Gawain bit his lip, trying not to blurt out impatient hope. It sounded like the old badger was finally moving toward the sort of solution he'd been promised, but he didn't want to say so in case the Interrupter had a rebuttal.

"Only sensible to test, I suppose." Bertilak took a deep breath, in through his nose, his gut pulled down as his lungs filled. Something about his muscles changed, it wasn't that they grew, it was that they seemed to be suddenly more full. The front of his shirt popped open, whether from his muscles or his breath or some other force, and written down his chest were glyphs, shimmering with the same soft green light as his eyes. Gawain hadn't gotten very far in that class yet, but he knew the big one near the center meant 'courage.'

Bertilak laid one hand on the string of tree lights wound around the deck railing. They flickered on, then burned steadily, one by one, till they were lit with the same soft green all around the house.

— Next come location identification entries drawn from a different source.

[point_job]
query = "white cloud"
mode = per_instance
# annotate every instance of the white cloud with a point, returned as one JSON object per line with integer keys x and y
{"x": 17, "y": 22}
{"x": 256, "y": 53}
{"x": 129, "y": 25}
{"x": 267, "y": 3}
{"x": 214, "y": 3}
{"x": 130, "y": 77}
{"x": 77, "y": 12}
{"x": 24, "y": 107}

"Alright, should be as secure as I can make it." Bertilak said. The glyphs faded. He didn't bother to button his shirt again.

"That was... just to ward the house?" Gawain whined. The dog couldn't help thinking of some of Prof. DeGral's lectures, what the ocelot had thought of 'flashiness.'

Bertilak snorted. "If Percy wants a say in how I do my wards, in my house, on my land, he can come say it himself. So, where's whatever's haunting you?"

"I don't see him." Gawain said, "but he likes to wait till he can catch me off-guard. Or interrupt something."

"Well, then let's give him something to interrupt." Bertilak was suddenly very close. And his shirt was very open. And his eyes were very green.

"I... are you sure," and Gawain very much had a thing for older men, "that's a good idea?"

"I'm sure that you," said Bertilak, close enough that Gawain could feel warm breath move the fur on his neck, "haven't gotten so much as a handshake in months."

He had a point there.

Gawain closed his eyes and leaned forward into Bertilak's arms. The badger's lips tasted odd, almost green, must have been the drink, but Gawain didn't care, he pressed a hand to the badger's chest, and-

"Filthy unrepentant sodomite," bayed the Interrupter, directly into Gawain's ear it felt like, "the fact you yet draw breath is an unforgivable insult to nature itself!" He'd been expecting it and he still jumped, lost balance, upended the patio chair and went sprawling onto the deck.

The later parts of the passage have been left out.